My wife works at the local county hospital (non-profit) and our insurance is through the hospital.

Last month, I experienced what I thought was pain from kidney stones.

I arrived at the E.R at 5:30 pm. By 7:00 p.m. I had been triaged, blood work done and a CAT scan.

By 7:45 p.m. I had a surgical consult informing that I needed an emergency appendectomy. I was admitted to a room at 9:00 p.m.


I was out of surgery and back to my room at 4:00 a.m. Less then 12 hours after I got to the hospital with most of the delay due to me snacking in the E.R.

And this is a county ran, non-profit hospital.

I can't imagine the staffing and problems that can cause such a delay as you show in a socialized national system.

If Canada or England is the role model, I'll pass on socialized medicine

txsand said...

I work at a large hospital in San Antonio, Texas.
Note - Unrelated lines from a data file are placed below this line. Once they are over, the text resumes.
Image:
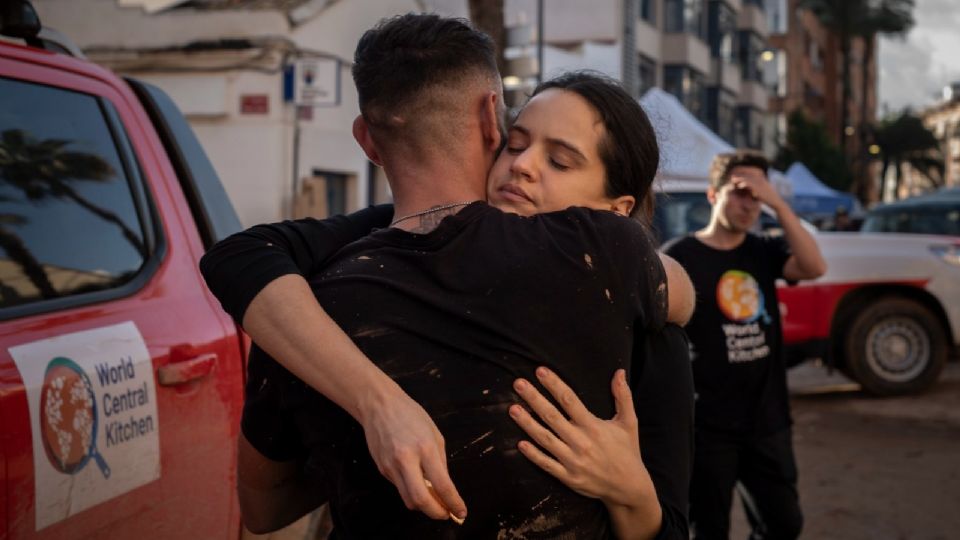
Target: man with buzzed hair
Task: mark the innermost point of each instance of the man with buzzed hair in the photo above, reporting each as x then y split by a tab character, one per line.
452	315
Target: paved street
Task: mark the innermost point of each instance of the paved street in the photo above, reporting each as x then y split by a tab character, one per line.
875	468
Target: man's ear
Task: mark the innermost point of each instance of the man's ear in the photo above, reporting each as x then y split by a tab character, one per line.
712	195
490	121
361	132
623	205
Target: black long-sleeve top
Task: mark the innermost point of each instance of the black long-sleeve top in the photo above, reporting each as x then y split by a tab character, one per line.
239	267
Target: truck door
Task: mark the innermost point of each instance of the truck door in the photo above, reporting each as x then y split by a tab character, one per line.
120	379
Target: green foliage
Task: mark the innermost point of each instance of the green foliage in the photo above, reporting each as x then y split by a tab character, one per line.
903	139
809	143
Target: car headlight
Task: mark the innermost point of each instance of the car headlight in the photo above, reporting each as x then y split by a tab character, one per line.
949	253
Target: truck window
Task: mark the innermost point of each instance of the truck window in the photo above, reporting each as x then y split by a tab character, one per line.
69	221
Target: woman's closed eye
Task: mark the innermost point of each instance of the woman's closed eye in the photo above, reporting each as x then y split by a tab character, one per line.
558	164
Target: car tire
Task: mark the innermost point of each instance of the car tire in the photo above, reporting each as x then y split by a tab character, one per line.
895	346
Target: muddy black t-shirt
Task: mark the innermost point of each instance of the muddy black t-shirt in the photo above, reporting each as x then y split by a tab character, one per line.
738	366
455	316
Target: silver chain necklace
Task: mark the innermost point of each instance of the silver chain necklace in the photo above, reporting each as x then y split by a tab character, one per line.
430	211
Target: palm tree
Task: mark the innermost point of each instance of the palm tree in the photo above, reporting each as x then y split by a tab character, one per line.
19	253
881	17
904	139
46	169
842	17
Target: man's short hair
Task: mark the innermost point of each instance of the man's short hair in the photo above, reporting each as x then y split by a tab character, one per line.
403	65
726	162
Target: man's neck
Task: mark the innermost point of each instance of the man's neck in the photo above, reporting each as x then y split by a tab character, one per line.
425	194
717	236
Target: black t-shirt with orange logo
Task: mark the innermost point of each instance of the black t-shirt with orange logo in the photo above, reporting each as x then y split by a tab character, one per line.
735	334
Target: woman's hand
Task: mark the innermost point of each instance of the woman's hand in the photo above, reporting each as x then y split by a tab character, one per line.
594	457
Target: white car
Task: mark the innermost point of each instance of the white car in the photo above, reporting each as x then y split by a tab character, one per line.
886	313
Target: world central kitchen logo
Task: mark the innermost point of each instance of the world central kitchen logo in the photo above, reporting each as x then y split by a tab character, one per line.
70	412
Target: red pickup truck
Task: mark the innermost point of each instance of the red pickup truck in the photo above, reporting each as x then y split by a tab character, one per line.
121	380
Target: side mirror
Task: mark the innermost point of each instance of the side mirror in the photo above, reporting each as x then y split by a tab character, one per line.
18	19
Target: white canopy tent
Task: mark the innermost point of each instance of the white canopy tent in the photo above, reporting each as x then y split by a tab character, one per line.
687	146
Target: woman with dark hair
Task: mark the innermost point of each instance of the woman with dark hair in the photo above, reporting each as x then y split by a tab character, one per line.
581	140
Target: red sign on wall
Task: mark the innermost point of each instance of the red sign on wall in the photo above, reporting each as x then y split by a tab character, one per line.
254	104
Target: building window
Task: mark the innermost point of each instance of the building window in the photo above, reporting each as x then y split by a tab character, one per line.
685	16
777	16
751	49
722	113
689	87
750	127
722	31
774	64
647	71
648	11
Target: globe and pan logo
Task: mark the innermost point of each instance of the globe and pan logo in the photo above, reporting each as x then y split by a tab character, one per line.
739	296
68	418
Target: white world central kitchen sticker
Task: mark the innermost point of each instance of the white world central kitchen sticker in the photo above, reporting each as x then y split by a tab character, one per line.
93	415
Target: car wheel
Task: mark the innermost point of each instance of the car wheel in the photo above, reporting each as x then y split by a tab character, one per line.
895	346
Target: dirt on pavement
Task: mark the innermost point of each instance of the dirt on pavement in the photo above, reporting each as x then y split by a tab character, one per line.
875	468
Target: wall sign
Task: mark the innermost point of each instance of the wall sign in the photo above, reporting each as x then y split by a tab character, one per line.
316	82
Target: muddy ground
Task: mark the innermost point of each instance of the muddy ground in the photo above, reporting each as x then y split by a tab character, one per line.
874	468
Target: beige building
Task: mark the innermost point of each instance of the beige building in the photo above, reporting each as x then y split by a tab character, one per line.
707	53
233	68
236	68
944	120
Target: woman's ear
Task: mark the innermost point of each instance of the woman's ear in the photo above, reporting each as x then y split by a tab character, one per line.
623	205
361	132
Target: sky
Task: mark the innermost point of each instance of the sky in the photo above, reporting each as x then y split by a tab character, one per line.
913	71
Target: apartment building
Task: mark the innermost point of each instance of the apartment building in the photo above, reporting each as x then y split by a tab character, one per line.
707	53
943	119
804	70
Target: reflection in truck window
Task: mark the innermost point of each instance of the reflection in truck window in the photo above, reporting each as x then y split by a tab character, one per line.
68	221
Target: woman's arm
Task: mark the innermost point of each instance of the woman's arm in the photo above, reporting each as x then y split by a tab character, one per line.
680	294
599	455
596	458
258	277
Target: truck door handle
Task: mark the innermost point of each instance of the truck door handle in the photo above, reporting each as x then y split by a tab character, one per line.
188	370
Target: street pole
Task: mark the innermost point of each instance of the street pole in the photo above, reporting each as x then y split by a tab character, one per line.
628	57
539	41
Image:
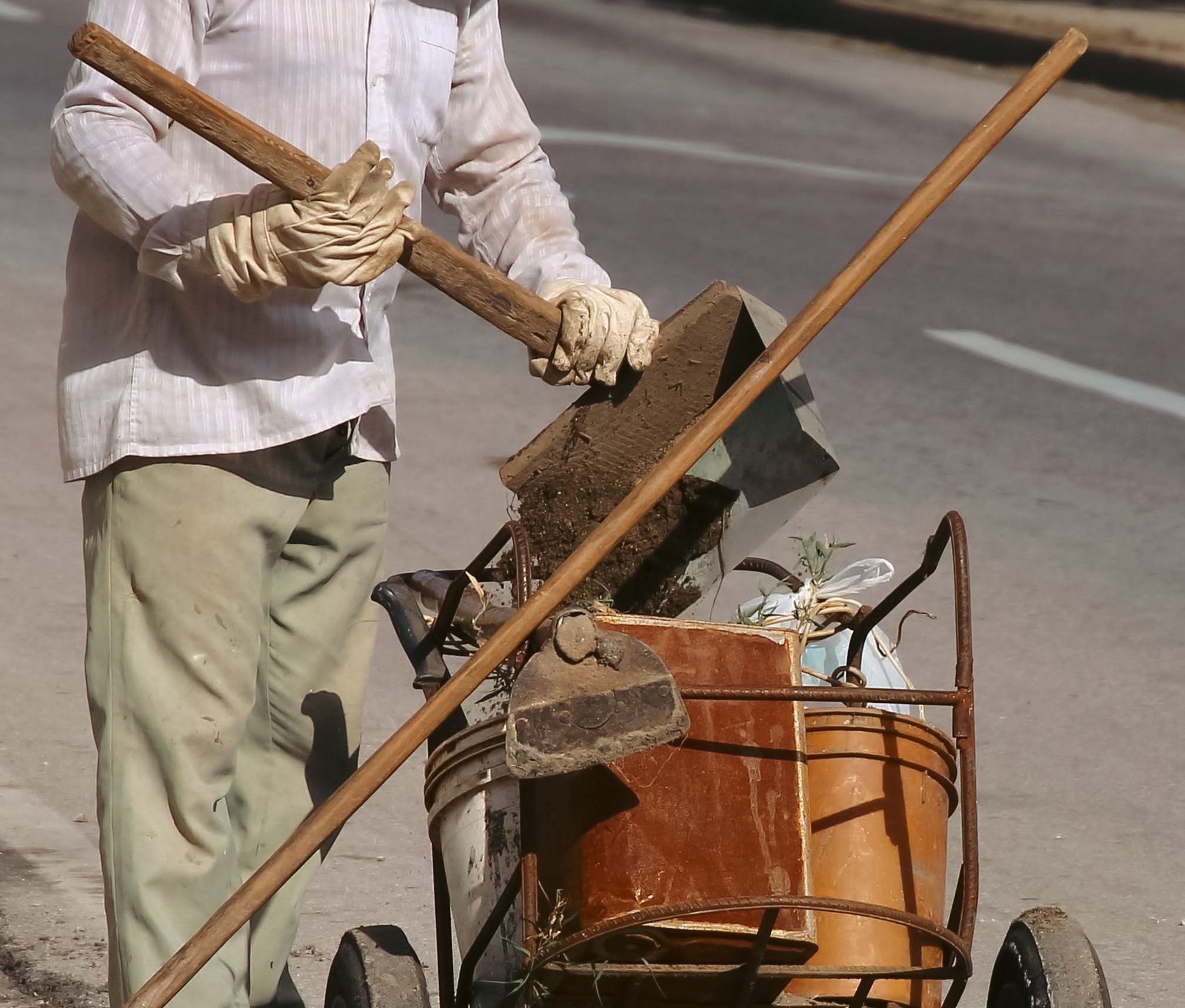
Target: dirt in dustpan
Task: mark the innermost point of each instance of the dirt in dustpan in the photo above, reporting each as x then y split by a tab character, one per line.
580	468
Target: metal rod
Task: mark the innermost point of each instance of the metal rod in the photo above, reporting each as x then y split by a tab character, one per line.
826	694
442	910
475	951
756	954
709	971
862	993
687	450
Our Emergency Department experiences frequent delays in seeing less emergent patients. There are usually bed availability problems for patients that need to be admitted caused by actual bed shortages to staffing issues.

Firehand said...

Our system has problems, no question; and I understand things get busy, non-emergency takes second place. Which still, compared to what I keep seeing from Britain and Canada, is pretty good.

Anonymous said...

The only reason the Canadian system comes close to working is because patients there have the over-the-border-option as a fallback position.
I was listening to a program yesterday regarding a nursing shortage issue. Some nurse supervisor in Miami was talking about having to upstaff every winter to take care of the Canadian snowbirds that come down every winter. Apparently a lot of them schedule medical proceedures there while they are on an extended vacation.